In every wave of COVID-19, Manitoba has seen trends weeks later than other provinces. And while the province was proactive in rolling out a proof of vaccination and procuring rapid tests, it’s often been among the last to implement restrictions to slow transmission.

“We should have the advantage of looking around us, and saying, look what happened; what can we learn from that (and) what can we do differently,” she said.

“Almost all the time, we have not done that.”

● ● ●

MIKAELA MACKENZIE / WINNIPEG FREE PRESS
Former Liberal MP and ICU doctor Doug Eyolfson.
MIKAELA MACKENZIE / WINNIPEG FREE PRESS Former Liberal MP and ICU doctor Doug Eyolfson.

Dr. Doug Eyolfson felt hopeful just two months ago, for the first time in years.
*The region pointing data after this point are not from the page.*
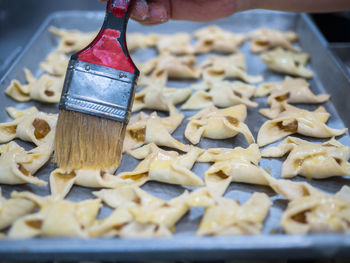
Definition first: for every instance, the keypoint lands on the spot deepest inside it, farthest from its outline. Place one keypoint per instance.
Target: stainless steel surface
(184, 244)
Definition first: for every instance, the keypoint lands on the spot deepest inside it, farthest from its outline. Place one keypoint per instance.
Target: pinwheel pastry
(295, 120)
(163, 166)
(264, 39)
(144, 128)
(172, 67)
(136, 41)
(72, 40)
(218, 124)
(233, 66)
(289, 62)
(177, 44)
(213, 38)
(232, 165)
(138, 214)
(221, 94)
(12, 209)
(225, 216)
(156, 96)
(312, 160)
(17, 166)
(291, 90)
(46, 89)
(56, 64)
(29, 125)
(56, 217)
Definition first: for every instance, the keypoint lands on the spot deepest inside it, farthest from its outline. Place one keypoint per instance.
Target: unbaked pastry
(263, 39)
(144, 128)
(56, 217)
(29, 125)
(138, 214)
(225, 216)
(17, 166)
(232, 165)
(12, 209)
(72, 40)
(46, 88)
(216, 123)
(289, 62)
(213, 38)
(163, 166)
(233, 66)
(311, 160)
(295, 120)
(291, 90)
(221, 94)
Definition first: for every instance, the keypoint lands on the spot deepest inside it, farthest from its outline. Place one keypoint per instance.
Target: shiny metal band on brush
(98, 90)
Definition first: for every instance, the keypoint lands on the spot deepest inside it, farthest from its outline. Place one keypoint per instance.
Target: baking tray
(184, 245)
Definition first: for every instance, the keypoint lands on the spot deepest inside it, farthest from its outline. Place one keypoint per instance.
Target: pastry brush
(97, 97)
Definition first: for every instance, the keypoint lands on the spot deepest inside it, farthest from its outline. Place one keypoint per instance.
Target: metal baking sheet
(272, 243)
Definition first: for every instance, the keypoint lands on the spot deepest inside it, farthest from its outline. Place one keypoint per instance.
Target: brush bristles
(88, 142)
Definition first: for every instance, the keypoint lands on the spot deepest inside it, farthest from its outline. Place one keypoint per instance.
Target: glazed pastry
(264, 39)
(233, 66)
(12, 209)
(56, 217)
(163, 166)
(17, 166)
(29, 125)
(46, 89)
(213, 38)
(288, 62)
(218, 124)
(138, 214)
(144, 128)
(221, 94)
(225, 216)
(56, 64)
(232, 165)
(311, 160)
(72, 40)
(177, 44)
(290, 90)
(295, 120)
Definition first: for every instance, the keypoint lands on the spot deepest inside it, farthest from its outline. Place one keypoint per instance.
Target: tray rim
(241, 247)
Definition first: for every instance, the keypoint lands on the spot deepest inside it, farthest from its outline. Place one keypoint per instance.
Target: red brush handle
(109, 48)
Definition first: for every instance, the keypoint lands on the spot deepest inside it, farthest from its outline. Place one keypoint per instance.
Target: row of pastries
(222, 110)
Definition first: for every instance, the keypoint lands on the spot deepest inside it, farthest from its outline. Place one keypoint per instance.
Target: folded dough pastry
(177, 44)
(295, 120)
(156, 96)
(144, 128)
(17, 166)
(291, 90)
(12, 209)
(221, 94)
(289, 62)
(264, 38)
(232, 165)
(29, 125)
(163, 166)
(225, 216)
(72, 40)
(46, 88)
(214, 38)
(218, 124)
(138, 214)
(56, 217)
(56, 63)
(312, 160)
(233, 66)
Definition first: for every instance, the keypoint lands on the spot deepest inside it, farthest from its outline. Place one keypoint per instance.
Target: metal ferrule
(98, 90)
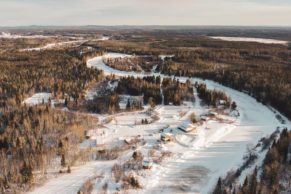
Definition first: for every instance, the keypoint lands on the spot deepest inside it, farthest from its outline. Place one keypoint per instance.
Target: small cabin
(204, 118)
(167, 137)
(187, 127)
(147, 164)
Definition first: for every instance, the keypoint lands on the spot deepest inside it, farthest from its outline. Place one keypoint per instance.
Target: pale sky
(145, 12)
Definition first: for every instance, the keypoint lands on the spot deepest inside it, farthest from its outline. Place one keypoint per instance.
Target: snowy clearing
(198, 158)
(37, 98)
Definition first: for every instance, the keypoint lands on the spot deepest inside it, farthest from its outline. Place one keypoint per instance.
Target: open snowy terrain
(197, 159)
(246, 39)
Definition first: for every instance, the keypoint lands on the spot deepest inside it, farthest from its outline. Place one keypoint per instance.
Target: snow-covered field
(37, 98)
(198, 158)
(246, 39)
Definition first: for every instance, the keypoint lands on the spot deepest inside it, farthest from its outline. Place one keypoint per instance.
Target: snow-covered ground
(198, 158)
(246, 39)
(37, 98)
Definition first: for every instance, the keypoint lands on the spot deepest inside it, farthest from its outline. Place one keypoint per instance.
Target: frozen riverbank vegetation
(119, 110)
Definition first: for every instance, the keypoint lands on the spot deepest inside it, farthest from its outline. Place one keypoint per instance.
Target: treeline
(272, 177)
(213, 97)
(104, 104)
(152, 87)
(149, 87)
(60, 72)
(31, 138)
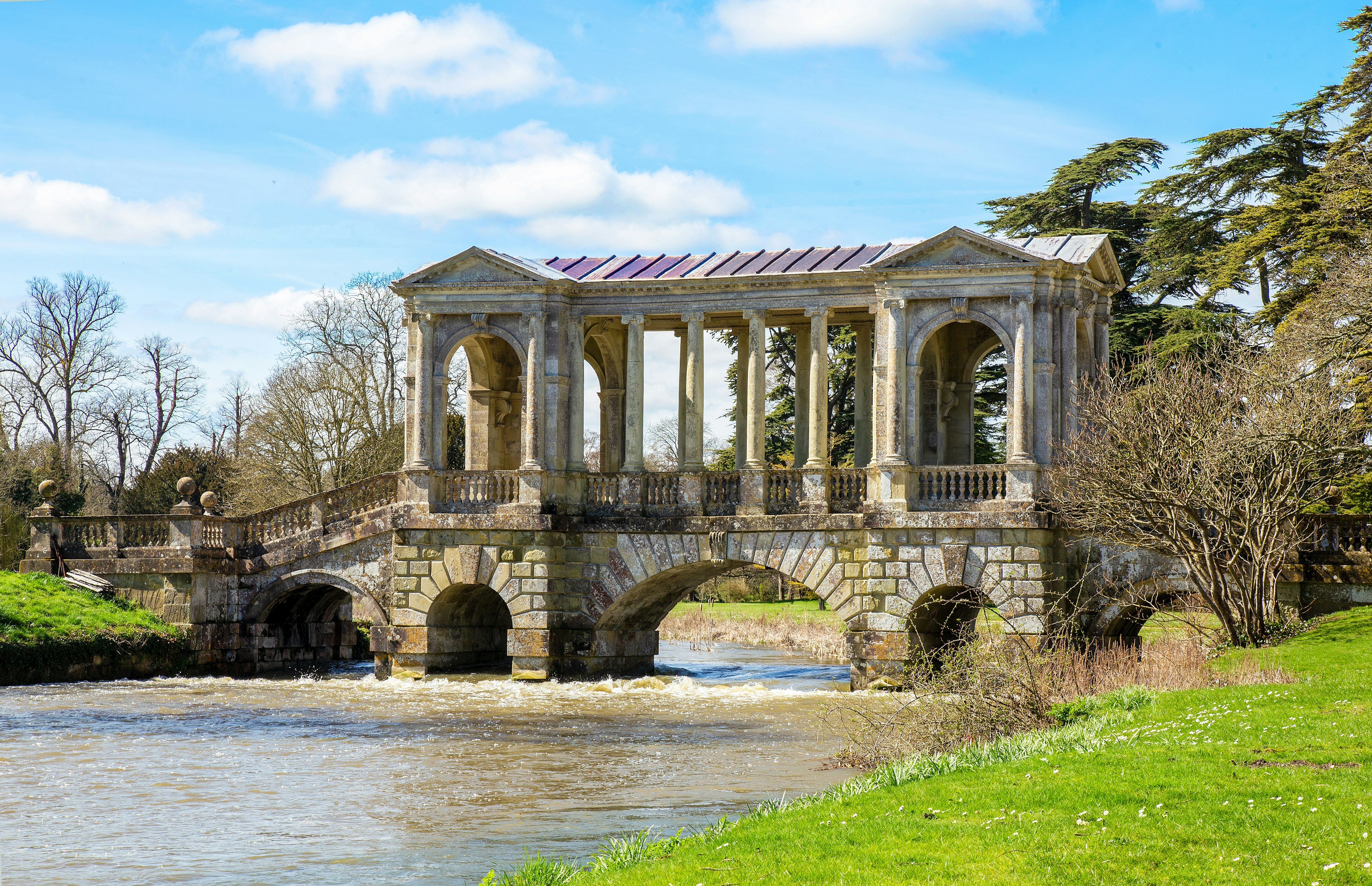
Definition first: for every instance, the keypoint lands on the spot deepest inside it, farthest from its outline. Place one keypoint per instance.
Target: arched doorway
(494, 401)
(309, 621)
(943, 618)
(962, 384)
(468, 626)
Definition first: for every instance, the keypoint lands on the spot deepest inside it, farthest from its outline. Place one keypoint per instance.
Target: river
(345, 780)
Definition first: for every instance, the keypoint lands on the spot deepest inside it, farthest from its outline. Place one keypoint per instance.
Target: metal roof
(1075, 249)
(717, 265)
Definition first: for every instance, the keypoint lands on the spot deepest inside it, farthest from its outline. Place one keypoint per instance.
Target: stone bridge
(525, 556)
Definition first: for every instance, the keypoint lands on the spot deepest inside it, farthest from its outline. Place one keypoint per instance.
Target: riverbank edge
(54, 633)
(636, 856)
(98, 657)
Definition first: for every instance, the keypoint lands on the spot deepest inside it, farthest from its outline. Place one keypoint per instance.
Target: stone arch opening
(468, 626)
(606, 354)
(494, 402)
(1123, 619)
(309, 621)
(943, 618)
(949, 357)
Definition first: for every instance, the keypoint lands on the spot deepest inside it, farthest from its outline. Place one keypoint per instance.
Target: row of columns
(811, 448)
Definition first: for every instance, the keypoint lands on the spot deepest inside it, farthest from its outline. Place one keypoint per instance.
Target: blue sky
(217, 160)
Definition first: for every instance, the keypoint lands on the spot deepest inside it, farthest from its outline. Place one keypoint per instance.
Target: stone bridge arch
(309, 616)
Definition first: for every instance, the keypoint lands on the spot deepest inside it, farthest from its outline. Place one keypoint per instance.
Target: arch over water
(468, 626)
(310, 618)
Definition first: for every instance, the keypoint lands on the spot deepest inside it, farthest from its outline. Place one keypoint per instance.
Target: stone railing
(784, 490)
(960, 486)
(477, 490)
(1349, 534)
(721, 492)
(847, 489)
(662, 490)
(357, 498)
(279, 523)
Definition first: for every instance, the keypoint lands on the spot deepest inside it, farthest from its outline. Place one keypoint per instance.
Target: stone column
(635, 395)
(862, 397)
(694, 415)
(818, 413)
(577, 398)
(802, 413)
(1102, 338)
(423, 401)
(439, 423)
(1021, 395)
(741, 400)
(895, 382)
(1068, 364)
(756, 390)
(612, 430)
(681, 398)
(534, 395)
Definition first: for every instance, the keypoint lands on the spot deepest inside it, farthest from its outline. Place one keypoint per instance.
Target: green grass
(40, 609)
(1157, 795)
(800, 611)
(46, 624)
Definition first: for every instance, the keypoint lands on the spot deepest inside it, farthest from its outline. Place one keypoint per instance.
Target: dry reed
(824, 639)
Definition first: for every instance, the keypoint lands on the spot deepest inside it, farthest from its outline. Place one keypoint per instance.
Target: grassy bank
(1238, 785)
(47, 629)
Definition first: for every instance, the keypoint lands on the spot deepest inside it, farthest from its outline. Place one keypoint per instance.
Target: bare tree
(57, 349)
(660, 453)
(135, 420)
(227, 424)
(1211, 464)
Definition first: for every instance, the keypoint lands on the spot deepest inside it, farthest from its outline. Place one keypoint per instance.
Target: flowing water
(345, 780)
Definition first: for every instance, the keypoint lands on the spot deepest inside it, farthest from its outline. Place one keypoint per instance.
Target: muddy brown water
(345, 780)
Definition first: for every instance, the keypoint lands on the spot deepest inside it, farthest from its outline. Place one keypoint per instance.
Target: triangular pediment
(479, 265)
(955, 247)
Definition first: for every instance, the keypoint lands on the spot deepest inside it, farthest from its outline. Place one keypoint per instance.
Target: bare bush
(1209, 463)
(988, 689)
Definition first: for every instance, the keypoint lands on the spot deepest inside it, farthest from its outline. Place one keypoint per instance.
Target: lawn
(42, 609)
(1238, 785)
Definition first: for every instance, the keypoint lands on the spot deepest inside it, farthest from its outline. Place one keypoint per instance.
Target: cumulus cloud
(562, 191)
(466, 55)
(884, 24)
(264, 312)
(72, 209)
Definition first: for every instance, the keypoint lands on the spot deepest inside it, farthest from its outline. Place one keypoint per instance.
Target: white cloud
(563, 191)
(264, 312)
(464, 55)
(884, 24)
(70, 209)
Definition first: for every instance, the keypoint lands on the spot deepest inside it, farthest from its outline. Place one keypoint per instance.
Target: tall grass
(824, 639)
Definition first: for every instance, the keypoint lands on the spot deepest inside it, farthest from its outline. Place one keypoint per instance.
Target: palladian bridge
(526, 557)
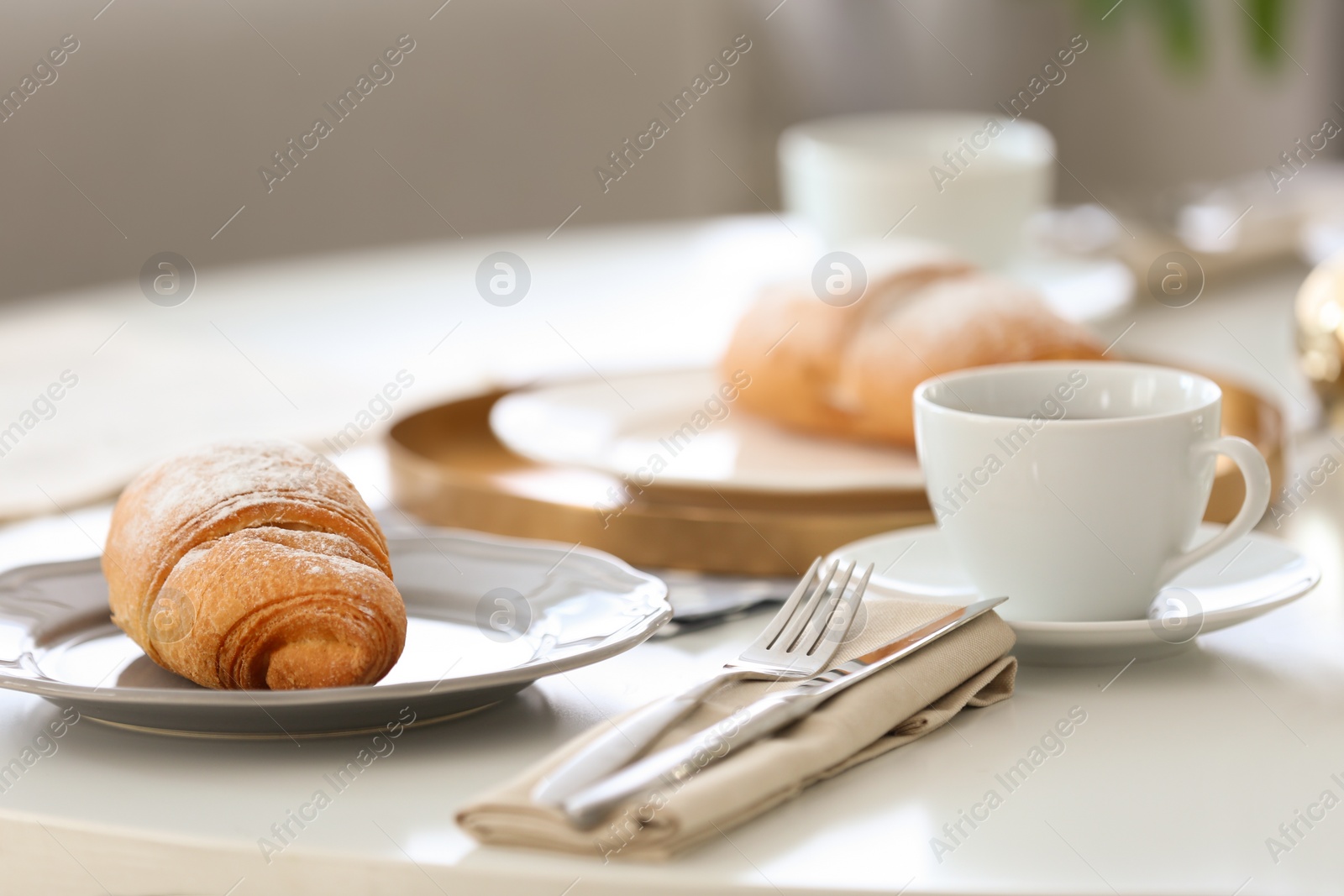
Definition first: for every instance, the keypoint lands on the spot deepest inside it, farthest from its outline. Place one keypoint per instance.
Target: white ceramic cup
(1075, 488)
(857, 177)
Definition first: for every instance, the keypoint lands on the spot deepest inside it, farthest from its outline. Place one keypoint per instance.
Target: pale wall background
(501, 113)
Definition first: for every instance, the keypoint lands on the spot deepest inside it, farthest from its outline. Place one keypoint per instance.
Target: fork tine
(823, 616)
(785, 613)
(788, 641)
(846, 610)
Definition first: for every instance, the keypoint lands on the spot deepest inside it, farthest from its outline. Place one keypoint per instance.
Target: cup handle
(1256, 473)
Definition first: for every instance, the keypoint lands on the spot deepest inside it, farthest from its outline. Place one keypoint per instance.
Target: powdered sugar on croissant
(255, 564)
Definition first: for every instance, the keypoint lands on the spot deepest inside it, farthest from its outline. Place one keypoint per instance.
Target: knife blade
(678, 763)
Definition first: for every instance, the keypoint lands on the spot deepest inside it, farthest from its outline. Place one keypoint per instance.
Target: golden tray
(449, 469)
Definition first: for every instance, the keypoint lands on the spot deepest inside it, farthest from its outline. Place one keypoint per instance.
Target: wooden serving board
(449, 469)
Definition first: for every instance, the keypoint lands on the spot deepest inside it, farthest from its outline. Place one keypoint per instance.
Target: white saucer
(1247, 579)
(622, 423)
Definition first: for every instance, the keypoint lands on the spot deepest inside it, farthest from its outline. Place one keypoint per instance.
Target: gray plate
(487, 617)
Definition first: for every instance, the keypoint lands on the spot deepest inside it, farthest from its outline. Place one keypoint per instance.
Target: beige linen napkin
(965, 668)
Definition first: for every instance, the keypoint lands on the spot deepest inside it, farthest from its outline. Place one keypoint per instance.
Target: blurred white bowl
(965, 181)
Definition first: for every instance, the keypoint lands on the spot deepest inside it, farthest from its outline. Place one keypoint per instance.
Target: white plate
(1247, 579)
(622, 423)
(487, 617)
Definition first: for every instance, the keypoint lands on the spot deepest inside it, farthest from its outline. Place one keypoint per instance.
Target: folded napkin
(907, 700)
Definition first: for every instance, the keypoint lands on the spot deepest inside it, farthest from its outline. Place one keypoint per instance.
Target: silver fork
(797, 644)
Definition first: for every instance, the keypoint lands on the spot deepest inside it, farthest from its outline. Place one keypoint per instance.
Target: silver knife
(675, 765)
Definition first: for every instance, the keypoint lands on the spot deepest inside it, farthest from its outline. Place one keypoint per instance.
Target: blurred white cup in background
(969, 181)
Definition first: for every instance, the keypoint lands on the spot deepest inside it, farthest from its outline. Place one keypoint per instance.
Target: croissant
(252, 566)
(853, 371)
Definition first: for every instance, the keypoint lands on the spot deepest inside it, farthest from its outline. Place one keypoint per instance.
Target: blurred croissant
(851, 371)
(252, 566)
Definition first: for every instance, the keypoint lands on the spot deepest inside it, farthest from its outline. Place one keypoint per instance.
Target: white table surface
(1173, 785)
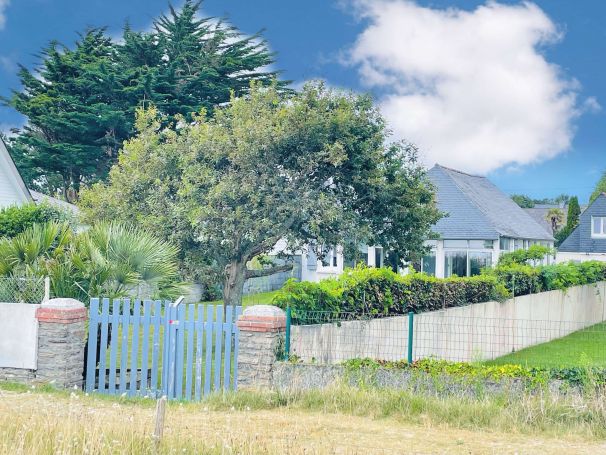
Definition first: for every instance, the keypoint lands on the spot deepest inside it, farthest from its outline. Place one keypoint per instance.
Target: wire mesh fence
(330, 338)
(22, 290)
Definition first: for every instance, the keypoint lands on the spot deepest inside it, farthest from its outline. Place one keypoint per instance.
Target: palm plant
(110, 259)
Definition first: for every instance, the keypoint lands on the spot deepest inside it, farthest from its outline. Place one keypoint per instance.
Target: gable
(580, 240)
(464, 220)
(12, 189)
(479, 210)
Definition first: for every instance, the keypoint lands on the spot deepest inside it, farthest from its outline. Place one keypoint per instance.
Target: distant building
(588, 240)
(12, 188)
(481, 223)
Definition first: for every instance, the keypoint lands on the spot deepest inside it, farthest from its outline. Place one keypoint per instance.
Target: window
(455, 263)
(598, 226)
(505, 244)
(428, 264)
(478, 261)
(480, 244)
(378, 256)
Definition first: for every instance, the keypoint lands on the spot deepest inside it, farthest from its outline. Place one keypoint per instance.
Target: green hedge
(380, 291)
(16, 219)
(524, 279)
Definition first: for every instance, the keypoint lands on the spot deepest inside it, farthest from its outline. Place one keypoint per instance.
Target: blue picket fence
(154, 348)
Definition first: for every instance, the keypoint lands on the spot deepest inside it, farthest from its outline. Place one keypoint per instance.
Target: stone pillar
(262, 330)
(61, 340)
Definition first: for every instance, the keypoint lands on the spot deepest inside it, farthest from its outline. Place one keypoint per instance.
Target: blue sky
(515, 91)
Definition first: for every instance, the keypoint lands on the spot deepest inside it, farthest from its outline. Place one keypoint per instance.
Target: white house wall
(579, 257)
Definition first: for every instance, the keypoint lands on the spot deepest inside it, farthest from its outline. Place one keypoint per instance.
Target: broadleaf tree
(314, 169)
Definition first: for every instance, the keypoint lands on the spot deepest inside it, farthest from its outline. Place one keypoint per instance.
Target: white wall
(579, 257)
(18, 335)
(473, 332)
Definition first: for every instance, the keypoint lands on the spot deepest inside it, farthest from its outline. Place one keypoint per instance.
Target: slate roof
(580, 240)
(478, 209)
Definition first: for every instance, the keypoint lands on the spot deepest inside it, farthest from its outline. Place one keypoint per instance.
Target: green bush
(382, 292)
(534, 253)
(520, 279)
(16, 219)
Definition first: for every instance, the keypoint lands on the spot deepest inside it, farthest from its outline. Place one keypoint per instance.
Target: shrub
(380, 291)
(520, 279)
(534, 253)
(16, 219)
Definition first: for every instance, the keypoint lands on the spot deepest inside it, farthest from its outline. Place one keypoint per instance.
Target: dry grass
(51, 423)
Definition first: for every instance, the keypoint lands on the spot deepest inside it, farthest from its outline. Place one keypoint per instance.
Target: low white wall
(18, 335)
(480, 331)
(562, 256)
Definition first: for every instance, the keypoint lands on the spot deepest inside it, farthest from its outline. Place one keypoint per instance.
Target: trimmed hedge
(382, 292)
(524, 279)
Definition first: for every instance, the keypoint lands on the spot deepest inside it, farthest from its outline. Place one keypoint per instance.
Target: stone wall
(260, 342)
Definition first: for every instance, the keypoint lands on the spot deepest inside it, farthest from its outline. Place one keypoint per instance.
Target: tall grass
(246, 421)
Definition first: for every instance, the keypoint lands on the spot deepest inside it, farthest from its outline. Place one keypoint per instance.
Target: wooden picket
(153, 348)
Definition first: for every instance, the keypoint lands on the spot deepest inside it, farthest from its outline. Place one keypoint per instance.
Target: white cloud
(471, 88)
(3, 6)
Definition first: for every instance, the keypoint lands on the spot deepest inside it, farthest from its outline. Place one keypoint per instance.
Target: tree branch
(267, 272)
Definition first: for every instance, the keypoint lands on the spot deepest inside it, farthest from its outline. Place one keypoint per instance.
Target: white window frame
(602, 234)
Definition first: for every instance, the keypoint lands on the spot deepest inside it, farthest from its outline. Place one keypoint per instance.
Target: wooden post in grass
(159, 430)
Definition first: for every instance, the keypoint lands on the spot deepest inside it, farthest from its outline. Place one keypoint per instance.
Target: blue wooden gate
(154, 348)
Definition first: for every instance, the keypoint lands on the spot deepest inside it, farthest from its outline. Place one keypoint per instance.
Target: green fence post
(411, 317)
(287, 342)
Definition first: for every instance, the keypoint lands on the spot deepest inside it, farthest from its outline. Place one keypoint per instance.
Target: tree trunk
(235, 275)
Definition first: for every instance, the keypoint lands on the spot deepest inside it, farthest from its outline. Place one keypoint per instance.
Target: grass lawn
(585, 347)
(340, 421)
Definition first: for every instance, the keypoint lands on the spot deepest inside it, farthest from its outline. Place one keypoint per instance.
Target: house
(588, 240)
(12, 188)
(481, 223)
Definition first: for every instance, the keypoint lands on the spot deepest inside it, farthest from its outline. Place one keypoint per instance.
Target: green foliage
(600, 188)
(80, 102)
(523, 201)
(555, 217)
(380, 291)
(215, 188)
(532, 254)
(16, 219)
(576, 376)
(574, 212)
(367, 291)
(521, 279)
(112, 260)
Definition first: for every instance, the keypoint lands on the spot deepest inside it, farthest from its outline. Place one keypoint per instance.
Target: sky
(512, 90)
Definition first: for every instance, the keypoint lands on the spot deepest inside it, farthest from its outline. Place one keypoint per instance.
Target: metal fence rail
(330, 338)
(23, 290)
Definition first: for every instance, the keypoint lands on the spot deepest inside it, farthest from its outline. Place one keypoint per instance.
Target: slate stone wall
(60, 349)
(261, 336)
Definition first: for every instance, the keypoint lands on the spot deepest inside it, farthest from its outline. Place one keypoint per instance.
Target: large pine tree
(76, 122)
(81, 102)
After Tory premier Brian Pallister resigned in the summer, his potential successors promised to listen. This fall, Manitoba avoided the large fourth wave its Prairie peers endured, by keeping restrictions and a vaccination mandate.

But that only went so far.

The ICU ward at Grace Hospital in Winnipeg has been maxed-out for weeks.

“We’re full. As soon as we discharge someone, there’s always someone else to fill the bed,” said the former Liberal MP. “You’re just forced into a situation where you’re not giving as good care as you should be giving.”

He can’t fathom why Premier Heather Stefanson has refused to follow other provinces by requiring personal care home workers to get vaccinated.

“I was white-faced with anger when I read that,” Eyolfson said, noting 56 people died in the Maples personal care home outbreak (October 2020 to January 2021).

“The anger is that this was largely preventable.”
– Dr. Doug Eyolfson

Meanwhile, cases have been on the rise in the Southern Health region, where the government has been loathe to criticize illegal church gatherings.

At the Grace, Eyolfson said cancer patients are getting tests that had been delayed by a year and, “Now it’s either not operable or just beyond any type of cure.”

Eyolfson hopes new restrictions will stem the worst, and he’s hopeful the request for federal nurses will help delay the worst.

But he can’t shake the resentment that replaced his hope earlier this fall.

“The anger is that this was largely preventable.”